- From: Bullard, Claude L (Len) <clbullar@ingr.com>
- Date: Mon, 8 Jul 2002 08:36:04 -0500
- To: "'Roy T. Fielding'" <fielding@apache.org>, Patrick Stickler <patrick.stickler@nokia.com>
- Cc: ext Paul Prescod <paul@prescod.net>, WWW TAG <www-tag@w3.org>
Close. Identity is a named value returned by a process of identification. That's all. It is a vetted process if the legal implications of assigning that value to any given object, real or imaginary, have consequences.

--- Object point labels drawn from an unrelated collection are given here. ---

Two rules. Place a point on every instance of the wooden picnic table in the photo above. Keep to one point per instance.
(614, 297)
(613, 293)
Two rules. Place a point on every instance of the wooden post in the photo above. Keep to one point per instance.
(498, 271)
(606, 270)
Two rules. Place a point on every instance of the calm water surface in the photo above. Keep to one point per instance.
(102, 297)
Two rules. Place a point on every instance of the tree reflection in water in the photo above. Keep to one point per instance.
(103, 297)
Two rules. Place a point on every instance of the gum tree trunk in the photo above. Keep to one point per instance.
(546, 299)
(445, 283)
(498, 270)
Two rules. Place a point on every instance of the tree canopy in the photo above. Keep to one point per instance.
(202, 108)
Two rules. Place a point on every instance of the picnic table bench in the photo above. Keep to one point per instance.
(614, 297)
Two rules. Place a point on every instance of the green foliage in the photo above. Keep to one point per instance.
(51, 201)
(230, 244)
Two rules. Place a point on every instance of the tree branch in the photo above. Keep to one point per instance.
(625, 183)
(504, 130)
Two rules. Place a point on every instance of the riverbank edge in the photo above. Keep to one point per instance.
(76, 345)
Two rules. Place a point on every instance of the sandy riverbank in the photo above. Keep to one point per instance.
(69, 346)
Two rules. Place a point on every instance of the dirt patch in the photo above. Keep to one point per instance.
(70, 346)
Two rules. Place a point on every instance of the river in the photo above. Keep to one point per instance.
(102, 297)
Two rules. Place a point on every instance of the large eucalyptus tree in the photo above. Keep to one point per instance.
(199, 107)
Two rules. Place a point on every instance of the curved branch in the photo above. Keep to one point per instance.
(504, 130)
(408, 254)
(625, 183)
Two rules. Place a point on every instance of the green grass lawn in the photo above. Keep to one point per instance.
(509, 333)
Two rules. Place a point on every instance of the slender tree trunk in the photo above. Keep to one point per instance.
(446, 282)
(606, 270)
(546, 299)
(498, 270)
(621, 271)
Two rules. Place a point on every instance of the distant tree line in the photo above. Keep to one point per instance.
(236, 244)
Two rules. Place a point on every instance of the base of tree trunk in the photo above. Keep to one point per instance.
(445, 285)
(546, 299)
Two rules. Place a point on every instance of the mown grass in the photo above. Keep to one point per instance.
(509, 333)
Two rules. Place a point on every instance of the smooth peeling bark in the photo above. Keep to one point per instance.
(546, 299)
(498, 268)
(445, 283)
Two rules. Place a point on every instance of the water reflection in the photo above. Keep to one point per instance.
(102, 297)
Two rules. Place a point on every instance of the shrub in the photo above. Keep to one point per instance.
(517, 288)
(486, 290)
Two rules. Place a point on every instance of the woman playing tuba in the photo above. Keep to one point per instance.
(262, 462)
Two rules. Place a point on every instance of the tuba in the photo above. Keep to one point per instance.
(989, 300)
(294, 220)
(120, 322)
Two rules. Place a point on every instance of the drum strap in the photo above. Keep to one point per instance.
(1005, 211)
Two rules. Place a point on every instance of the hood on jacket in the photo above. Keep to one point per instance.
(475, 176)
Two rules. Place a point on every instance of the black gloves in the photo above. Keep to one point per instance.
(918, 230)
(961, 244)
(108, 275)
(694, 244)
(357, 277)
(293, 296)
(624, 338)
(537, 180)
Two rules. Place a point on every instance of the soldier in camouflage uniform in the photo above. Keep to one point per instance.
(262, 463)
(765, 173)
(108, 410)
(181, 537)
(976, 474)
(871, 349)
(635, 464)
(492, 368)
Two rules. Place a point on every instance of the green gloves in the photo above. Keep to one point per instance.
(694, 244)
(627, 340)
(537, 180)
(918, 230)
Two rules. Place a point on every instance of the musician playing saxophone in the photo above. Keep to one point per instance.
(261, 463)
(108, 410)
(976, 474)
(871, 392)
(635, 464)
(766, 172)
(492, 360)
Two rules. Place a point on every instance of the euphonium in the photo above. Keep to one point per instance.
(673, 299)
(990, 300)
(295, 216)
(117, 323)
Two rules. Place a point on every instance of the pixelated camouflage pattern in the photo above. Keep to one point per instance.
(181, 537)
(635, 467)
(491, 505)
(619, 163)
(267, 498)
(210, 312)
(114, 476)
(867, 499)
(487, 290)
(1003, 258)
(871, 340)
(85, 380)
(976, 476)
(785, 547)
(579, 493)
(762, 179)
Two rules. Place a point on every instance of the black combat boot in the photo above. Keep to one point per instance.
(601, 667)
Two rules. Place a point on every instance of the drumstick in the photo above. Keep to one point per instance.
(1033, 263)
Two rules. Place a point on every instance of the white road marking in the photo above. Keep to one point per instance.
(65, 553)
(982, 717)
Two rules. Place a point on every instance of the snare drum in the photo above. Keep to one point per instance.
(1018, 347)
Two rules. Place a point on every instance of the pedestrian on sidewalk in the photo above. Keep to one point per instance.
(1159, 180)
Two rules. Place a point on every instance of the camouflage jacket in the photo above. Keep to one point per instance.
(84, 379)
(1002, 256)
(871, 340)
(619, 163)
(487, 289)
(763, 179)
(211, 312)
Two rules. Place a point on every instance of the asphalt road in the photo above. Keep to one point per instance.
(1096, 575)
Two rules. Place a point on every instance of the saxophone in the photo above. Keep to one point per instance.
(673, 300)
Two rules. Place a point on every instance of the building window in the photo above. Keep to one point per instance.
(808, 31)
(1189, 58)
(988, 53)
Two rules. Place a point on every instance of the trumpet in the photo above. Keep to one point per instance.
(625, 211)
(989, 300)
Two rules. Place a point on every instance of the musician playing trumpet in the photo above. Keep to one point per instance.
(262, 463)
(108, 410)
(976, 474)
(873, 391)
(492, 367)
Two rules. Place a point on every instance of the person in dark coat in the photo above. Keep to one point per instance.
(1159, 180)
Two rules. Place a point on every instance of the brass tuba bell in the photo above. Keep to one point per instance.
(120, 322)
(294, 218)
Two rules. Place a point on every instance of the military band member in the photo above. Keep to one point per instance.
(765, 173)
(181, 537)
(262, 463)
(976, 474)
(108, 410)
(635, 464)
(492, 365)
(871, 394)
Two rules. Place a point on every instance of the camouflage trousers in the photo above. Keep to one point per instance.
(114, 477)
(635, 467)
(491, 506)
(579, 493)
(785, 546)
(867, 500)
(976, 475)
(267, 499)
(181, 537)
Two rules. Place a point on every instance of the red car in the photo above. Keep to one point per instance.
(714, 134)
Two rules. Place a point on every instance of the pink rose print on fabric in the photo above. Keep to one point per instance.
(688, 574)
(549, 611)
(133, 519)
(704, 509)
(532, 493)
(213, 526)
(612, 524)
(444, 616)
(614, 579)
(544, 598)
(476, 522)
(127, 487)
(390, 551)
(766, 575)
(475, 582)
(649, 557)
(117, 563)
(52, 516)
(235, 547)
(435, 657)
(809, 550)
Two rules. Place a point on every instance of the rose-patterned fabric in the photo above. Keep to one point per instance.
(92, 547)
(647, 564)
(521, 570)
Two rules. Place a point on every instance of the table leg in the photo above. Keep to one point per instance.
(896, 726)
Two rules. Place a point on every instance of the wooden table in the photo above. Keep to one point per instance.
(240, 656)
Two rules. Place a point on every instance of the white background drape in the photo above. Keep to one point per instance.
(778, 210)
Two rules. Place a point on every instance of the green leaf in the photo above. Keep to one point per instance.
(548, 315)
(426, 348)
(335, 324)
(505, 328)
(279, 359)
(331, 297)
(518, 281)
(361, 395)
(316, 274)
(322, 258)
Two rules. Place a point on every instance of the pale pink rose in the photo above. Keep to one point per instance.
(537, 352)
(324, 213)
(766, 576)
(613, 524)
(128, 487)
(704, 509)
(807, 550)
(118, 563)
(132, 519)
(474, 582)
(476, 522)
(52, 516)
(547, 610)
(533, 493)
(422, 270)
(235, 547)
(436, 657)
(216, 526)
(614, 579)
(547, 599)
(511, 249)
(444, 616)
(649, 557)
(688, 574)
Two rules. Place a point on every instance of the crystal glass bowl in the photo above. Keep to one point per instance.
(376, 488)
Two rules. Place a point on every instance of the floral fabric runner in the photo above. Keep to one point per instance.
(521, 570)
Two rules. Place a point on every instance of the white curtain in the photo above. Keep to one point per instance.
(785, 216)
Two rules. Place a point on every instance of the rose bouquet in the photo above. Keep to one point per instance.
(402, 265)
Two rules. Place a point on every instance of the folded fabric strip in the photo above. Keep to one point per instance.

Work out the processes for prisoner transfers among agencies and you will understand why this is a more accurate statement of "reality". It is why calling any identifier "universal" is always a failure on the part of the naming agency to acknowledge limits. Identity is a system assigned property. Nothing more. len -----Original Message----- From: Roy T. Fielding [mailto:fielding@apache.org] Our eyes are not powerful enough to see identity through the representations, but our minds are powerful enough to associate identity to that which we see. Do I think of a different identifier every time I see my dog, or do I simply think of my dog as one identity and experience many representations of that identity over time (and on into memory and imagination)? One of my favorite quotes from TimBL is: "I don't want the Web to constrain what people do: the Web is not there to constrain society. It's there to model society in its completeness, in its entirety." -- Tim Berners-Lee (GNN Interview, 1994) Resources are not transferred, just as identity within the real world is not transferred when it is accessed.